Chaque semaine c’est la même histoire depuis quelques mois au Sahel : les massacres perpétrés par les groupes djihadistes se suivent et se ressemblent. Quelle espérance pour le Sahel ? Texte de David Gakunzi.
J’ai mal au Burkina Faso ; j’ai mal au Mali ; j’ai mal au Niger, aux trois frontières et ailleurs ; j’ai mal au bassin du Tchad et au Nigéria ; j’ai mal. Est-ce en ce siècle ou est-ce autrefois ?
Je ne suis pas sans mémoire ; je me souviens.
Je me souviens de Koumbi-Saleh, la cité de l’or saccagé au cadran de l’histoire, au siècle XI. Les Almoravides sont tombés sur le dos de l’Afrique de l’Ouest avec leurs armes et leur foi, fureur véhémente sans égal, se réclamant d’une doctrine infaillible et du devoir de guerre sainte. Ils ont cassé comme on casse du bois sec des royaumes florissants, fracassé sans pitié des sociétés et des lignages, piétiné avec rage des cosmogonies, mis sous séquestre les routes commerciales. Ceux qui ne se soumettront pas à la croisade seront traqués. La soumission était l’horizon indépassable. Les ceddo, les cafres disait-on, souffriront.
Le Sahel était la proie. L’Afrique dévastée, renversée dans cette région du couchant de son corps, détroussée d’une partie de son âme, apprit à déparler des phrases qu’elle ne comprenait pas. Elle trébucha, roula par terre mais ne se disloqua pas dans son esprit, redéploya son imaginaire, se remit debout, inventant de ce qu’elle venait de vivre, quelque chose portant vers l’avant. Ce nouveau chemin fabriqué mènera vers quelque part. Des villes saintes et des bibliothèques savantes rayonneront de cœur et d’esprit, inspirant des gens lettrés, des artisans et des commerçants.
Le Sahel était la proie. L’Afrique dévastée, renversée dans cette région ouest de son corps
Je me souviens. Je n’ai pas la mémoire qui flanche. Je me souviens quelques siècles plus tard, au siècle XIX, du califat de Sokoto. Du Niger à l’Adamaoua, ce ne sera pas un temps de douceurs. La dépossession de nouveau de soi. Etre obligé de force d’être ce que l’on n’était pas. La terreur dans le corps, réciter des phrases dans une langue inconnue. Se déjuger pour embrasser le monde de celui qui fait la loi par la contrainte renforcée par la fureur des armes.

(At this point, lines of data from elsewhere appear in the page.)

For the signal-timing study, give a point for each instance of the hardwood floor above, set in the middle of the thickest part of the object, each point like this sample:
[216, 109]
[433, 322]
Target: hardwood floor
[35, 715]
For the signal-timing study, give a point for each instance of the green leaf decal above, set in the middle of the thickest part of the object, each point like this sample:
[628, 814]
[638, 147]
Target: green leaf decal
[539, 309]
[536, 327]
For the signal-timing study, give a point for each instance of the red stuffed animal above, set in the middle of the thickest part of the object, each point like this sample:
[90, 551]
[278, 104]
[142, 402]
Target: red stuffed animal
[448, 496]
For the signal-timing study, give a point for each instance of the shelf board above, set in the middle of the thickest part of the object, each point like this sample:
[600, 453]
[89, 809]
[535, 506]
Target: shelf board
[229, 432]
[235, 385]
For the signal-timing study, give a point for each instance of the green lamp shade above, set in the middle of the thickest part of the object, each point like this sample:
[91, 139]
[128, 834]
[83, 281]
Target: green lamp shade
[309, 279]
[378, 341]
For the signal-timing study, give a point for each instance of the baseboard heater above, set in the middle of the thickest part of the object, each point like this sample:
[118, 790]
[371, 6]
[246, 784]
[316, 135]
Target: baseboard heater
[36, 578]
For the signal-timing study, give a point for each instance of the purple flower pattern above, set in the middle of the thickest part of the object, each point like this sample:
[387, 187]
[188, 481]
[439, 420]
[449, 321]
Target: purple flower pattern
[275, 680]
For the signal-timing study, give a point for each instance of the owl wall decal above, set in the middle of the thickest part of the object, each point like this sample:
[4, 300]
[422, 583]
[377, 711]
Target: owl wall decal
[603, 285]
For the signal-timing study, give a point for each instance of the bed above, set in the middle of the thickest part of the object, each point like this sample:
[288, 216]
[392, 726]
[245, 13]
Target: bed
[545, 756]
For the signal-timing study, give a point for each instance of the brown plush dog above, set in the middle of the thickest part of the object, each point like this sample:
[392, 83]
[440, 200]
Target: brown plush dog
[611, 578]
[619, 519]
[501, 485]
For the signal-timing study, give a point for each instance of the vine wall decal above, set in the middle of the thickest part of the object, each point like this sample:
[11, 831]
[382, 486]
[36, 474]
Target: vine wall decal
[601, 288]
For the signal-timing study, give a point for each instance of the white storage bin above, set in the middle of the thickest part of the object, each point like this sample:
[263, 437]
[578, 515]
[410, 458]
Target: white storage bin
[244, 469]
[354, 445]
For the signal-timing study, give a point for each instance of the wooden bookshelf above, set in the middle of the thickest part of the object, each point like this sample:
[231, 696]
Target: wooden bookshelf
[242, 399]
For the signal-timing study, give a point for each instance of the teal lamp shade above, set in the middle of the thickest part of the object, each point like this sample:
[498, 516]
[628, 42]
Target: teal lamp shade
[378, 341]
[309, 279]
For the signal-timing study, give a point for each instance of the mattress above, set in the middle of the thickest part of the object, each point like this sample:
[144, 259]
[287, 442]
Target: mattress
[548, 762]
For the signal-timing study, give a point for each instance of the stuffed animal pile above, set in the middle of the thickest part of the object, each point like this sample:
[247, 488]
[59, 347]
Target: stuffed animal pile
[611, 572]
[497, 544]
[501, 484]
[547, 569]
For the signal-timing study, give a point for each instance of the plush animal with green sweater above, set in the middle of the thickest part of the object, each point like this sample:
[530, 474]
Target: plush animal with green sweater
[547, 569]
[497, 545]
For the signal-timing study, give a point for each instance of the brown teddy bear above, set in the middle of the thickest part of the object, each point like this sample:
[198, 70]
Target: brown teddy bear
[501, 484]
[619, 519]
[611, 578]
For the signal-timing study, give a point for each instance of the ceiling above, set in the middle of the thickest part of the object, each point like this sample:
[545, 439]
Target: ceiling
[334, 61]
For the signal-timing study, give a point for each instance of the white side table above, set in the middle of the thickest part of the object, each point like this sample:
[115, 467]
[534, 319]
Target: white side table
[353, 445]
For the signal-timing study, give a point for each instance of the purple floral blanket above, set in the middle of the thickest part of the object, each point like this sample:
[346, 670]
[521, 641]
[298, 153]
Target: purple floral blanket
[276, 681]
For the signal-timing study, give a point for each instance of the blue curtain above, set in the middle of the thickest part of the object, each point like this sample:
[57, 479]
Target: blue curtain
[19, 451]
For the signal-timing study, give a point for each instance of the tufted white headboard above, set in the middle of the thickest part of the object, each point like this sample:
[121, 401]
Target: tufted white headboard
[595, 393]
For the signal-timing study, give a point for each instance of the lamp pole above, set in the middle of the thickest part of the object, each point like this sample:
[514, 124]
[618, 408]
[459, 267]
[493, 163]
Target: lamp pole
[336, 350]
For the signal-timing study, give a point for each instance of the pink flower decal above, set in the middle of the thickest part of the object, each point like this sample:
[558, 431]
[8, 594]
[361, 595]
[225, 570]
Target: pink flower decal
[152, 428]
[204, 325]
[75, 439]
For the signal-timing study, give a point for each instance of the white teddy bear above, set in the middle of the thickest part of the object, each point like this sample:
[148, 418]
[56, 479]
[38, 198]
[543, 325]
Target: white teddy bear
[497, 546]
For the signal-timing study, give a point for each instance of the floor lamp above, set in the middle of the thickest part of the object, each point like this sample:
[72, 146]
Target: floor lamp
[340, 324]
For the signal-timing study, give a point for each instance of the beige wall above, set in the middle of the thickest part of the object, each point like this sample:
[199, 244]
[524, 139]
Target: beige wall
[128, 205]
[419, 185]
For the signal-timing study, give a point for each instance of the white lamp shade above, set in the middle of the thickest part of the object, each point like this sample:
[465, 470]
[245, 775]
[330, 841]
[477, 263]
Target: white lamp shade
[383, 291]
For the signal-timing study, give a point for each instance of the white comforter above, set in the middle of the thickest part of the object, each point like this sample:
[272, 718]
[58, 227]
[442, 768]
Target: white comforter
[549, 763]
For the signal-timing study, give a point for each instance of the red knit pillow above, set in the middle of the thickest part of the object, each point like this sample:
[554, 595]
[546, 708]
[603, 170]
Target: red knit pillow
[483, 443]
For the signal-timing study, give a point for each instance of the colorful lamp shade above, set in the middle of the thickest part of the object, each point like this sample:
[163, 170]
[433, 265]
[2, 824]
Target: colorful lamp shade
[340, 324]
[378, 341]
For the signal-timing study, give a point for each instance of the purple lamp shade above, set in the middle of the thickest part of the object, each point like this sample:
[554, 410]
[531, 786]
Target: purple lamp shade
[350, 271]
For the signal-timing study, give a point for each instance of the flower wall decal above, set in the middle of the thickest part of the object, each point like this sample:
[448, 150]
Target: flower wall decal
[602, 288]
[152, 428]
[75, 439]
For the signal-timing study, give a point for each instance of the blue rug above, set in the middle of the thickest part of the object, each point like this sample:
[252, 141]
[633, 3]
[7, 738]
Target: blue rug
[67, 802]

La région dévastée, courbée, roula de nouveau par terre mais redressera l’échine, redessinant l’univers imposé à sa manière, transformant l’obscurité subie en sentier vers un avenir recomposé. Cette Afrique-là habitera à sa façon, à son style, à son rythme, la nouvelle religion, la nourrissant de sa saveur, la pliant à son harmonie, l’imprégnant de sa chaleur et de son parfum. Elle fera le pari d’une foi non fanatique, d’une foi en devenir, tendue vers l’avant.

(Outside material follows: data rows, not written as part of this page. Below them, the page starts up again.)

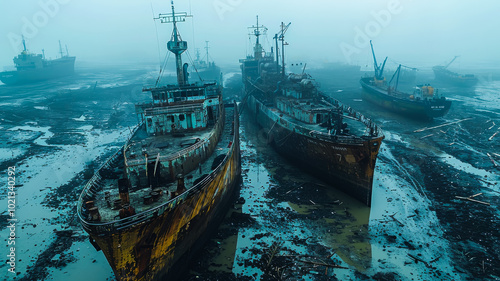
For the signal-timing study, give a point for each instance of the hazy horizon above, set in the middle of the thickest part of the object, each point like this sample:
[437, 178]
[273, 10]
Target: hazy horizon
[415, 33]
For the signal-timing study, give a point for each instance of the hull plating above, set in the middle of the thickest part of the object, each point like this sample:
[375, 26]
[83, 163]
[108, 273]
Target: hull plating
[345, 163]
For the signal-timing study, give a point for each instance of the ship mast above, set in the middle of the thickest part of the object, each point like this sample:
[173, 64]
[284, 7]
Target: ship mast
[378, 70]
[60, 49]
[206, 48]
[257, 49]
[281, 37]
[24, 44]
[176, 45]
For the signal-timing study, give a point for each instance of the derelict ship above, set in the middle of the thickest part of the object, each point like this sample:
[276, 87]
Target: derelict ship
[424, 103]
[153, 203]
[443, 74]
[34, 67]
[303, 124]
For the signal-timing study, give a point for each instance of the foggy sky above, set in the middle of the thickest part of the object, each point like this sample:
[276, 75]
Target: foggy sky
[417, 33]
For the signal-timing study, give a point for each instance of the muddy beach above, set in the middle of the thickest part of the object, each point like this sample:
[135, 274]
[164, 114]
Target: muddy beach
[286, 225]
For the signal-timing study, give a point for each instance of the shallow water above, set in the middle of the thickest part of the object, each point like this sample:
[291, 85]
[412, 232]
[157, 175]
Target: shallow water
[286, 222]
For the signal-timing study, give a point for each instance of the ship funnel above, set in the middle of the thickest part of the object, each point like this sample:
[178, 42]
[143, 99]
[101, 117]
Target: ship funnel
[123, 188]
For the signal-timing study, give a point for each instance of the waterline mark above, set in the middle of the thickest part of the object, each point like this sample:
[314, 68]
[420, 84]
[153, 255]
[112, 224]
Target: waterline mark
[30, 27]
[11, 209]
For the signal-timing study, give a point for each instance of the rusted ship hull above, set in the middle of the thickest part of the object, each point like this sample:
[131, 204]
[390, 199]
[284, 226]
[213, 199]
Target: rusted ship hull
[150, 246]
[346, 164]
[424, 110]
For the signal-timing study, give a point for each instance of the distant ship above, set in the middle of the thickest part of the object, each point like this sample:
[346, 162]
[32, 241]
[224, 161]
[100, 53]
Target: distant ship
[424, 103]
[156, 200]
[407, 74]
[204, 69]
[32, 68]
[463, 80]
[307, 126]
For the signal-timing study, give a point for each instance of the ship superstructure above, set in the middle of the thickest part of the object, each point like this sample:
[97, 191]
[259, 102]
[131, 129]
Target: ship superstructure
[309, 127]
[32, 68]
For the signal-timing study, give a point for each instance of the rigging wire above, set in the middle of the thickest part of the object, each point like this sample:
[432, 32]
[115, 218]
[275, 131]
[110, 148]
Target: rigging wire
[192, 62]
[162, 67]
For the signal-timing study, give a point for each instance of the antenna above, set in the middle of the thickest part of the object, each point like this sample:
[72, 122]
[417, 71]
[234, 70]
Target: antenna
[256, 31]
[281, 37]
[206, 48]
[176, 45]
[24, 44]
[60, 49]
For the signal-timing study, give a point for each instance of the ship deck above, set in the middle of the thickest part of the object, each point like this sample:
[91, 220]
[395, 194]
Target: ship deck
[356, 127]
[110, 212]
[142, 144]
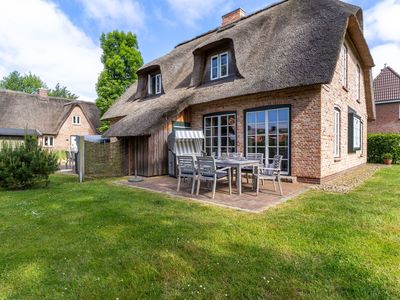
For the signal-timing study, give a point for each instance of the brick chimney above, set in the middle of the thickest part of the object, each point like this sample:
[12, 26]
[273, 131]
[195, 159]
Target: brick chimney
[233, 16]
[42, 92]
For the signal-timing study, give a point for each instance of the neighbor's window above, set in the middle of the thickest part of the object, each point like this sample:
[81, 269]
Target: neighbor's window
[336, 132]
[355, 132]
[76, 120]
[358, 80]
[49, 141]
[155, 84]
[344, 66]
[219, 66]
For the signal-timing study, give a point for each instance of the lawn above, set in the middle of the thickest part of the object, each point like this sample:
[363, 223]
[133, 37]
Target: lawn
[98, 240]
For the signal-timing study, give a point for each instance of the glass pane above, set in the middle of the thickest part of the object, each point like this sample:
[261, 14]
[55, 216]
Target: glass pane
[224, 131]
[260, 141]
[251, 118]
[283, 140]
[272, 128]
[283, 127]
[251, 141]
[261, 128]
[283, 115]
[272, 140]
[284, 152]
[272, 116]
[261, 117]
[251, 130]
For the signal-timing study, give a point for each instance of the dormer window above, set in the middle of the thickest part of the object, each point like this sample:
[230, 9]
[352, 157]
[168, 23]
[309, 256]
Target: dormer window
[154, 84]
[76, 120]
[219, 66]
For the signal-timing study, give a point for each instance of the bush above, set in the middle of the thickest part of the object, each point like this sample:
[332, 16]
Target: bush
[25, 165]
[381, 144]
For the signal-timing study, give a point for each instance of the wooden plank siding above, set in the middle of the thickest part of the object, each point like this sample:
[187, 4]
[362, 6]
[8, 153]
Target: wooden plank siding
[151, 152]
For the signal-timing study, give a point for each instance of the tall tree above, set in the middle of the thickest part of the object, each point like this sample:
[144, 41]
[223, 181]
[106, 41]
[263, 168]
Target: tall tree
[30, 83]
[62, 92]
[121, 59]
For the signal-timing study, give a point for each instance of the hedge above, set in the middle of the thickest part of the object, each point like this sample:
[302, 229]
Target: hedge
[379, 144]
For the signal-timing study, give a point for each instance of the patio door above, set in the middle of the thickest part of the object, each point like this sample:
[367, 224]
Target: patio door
[220, 133]
[268, 132]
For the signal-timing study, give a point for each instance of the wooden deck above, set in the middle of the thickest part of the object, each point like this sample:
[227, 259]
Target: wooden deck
[248, 201]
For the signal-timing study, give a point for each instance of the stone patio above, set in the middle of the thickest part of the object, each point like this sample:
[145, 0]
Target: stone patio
[248, 201]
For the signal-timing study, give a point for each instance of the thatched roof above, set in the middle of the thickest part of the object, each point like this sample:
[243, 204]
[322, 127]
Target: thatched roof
[290, 44]
[45, 114]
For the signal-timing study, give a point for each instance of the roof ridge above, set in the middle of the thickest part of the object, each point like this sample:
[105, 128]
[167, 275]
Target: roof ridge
[234, 23]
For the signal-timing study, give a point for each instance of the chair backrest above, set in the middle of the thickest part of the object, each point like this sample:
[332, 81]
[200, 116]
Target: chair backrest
[206, 165]
[186, 164]
[256, 156]
[277, 162]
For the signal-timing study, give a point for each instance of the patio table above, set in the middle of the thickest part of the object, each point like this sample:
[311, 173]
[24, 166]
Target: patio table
[237, 164]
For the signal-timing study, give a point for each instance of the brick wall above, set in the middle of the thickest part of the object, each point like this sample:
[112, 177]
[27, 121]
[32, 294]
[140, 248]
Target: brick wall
[334, 95]
[305, 120]
[387, 119]
[62, 140]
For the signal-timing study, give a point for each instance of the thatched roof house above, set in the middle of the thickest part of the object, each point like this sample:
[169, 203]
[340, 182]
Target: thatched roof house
[50, 116]
[289, 46]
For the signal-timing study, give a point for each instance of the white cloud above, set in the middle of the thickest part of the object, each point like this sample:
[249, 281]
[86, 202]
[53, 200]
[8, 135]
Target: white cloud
[115, 12]
[36, 36]
[191, 11]
[382, 23]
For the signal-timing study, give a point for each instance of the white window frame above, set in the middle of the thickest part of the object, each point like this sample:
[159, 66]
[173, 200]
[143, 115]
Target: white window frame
[158, 84]
[219, 66]
[358, 82]
[357, 133]
[46, 141]
[344, 66]
[76, 120]
[336, 132]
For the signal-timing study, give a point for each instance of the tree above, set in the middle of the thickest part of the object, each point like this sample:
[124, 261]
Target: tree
[27, 83]
[121, 59]
[62, 92]
[30, 83]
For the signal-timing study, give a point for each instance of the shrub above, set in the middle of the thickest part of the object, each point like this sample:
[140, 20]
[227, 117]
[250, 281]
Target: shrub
[26, 164]
[380, 144]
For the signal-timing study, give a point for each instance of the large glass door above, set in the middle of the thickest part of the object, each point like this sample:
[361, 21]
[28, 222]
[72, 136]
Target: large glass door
[268, 132]
[220, 133]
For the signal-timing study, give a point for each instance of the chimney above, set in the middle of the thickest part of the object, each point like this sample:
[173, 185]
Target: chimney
[42, 92]
[233, 16]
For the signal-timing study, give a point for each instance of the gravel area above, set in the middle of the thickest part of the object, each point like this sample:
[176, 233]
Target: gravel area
[347, 181]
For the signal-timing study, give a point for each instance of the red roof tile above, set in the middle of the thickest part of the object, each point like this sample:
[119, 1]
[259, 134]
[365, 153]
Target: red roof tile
[387, 85]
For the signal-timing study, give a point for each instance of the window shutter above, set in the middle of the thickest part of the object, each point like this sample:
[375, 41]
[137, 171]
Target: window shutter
[351, 133]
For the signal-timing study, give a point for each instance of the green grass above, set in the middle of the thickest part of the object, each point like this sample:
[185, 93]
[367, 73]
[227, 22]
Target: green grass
[101, 241]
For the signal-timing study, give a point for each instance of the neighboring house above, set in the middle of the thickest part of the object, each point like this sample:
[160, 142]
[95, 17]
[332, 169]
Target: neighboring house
[57, 121]
[292, 79]
[387, 101]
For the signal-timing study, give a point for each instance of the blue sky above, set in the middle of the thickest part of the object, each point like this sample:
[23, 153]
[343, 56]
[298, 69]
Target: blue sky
[58, 39]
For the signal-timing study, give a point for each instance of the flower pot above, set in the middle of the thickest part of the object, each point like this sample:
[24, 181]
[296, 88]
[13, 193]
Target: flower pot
[388, 161]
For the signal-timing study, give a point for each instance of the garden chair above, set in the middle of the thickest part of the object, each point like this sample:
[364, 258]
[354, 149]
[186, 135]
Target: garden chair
[186, 169]
[272, 172]
[253, 156]
[207, 171]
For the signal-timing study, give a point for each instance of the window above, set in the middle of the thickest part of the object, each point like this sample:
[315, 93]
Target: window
[76, 120]
[336, 132]
[358, 82]
[355, 132]
[344, 66]
[49, 141]
[220, 133]
[219, 66]
[268, 132]
[155, 84]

Mais voilà encore, pas autrefois mais en ce siècle, à ras d’horizon, des hauts montagnes du Mali, des anciens d’Afghanistan chassés d’Algérie, des légions venues de Tripoli et de plus loin. Voilà, le tumulte des visages sans visages rigoristes, sectaires, qui ne croient que dans la terreur. La terreur, l’odeur de boucherie, les sentences stridentes, qui tétanise, cloue au sol, se répand, se métastase, veut dominer, veut asservir, embrigadant, manipulant dans sa croisade toutes les colères et rancœurs locales. Au bord du présent, le Sahel dans la douleur et le deuil. Au bord d’un autre monde, le Sahel frappé dans son cœur, transpercé sur ses flancs. Le Sahel blessé. Troué. Le sang du Sahel. S’habituer à vivre avec la terreur ? Vivre au jour le jour ? Sans projet ? Et à quoi ressemblerait demain ?
Le Sahel, amputé de sa quiétude légendaire, ne tombera pas avec le temps, sous pression de la terreur
La fragmentation guette comme un vautour qui attend son heure. Le Sahel de l’innocence, le Sahel d’avant, la tranquillité en vocation, semble finit mais le temps ne s’arrêtera pas. La vie ne se rendra pas. Cette terre du Sahel en a vu d’autres dans l’avancement des siècles. Cette terre, à la vitalité insoupçonnable, ne s’éteindra ni de détresse ni d’épuisement. Elle fera ce qu’elle peut, comme elle peut, et remontera à la surface de ce malheur, avec sa vaillante joie, refusant l’inhumanité, réinventant son avenir. Le Sahel, amputé de sa quiétude légendaire, ne tombera pas avec le temps, sous pression de la terreur, la raison vrillée par la déraison, le cerveau retourné par l’effroi, dans les affres de la suspicion ethnique. Les affres des identités minéralogiques qui clivent et séparent.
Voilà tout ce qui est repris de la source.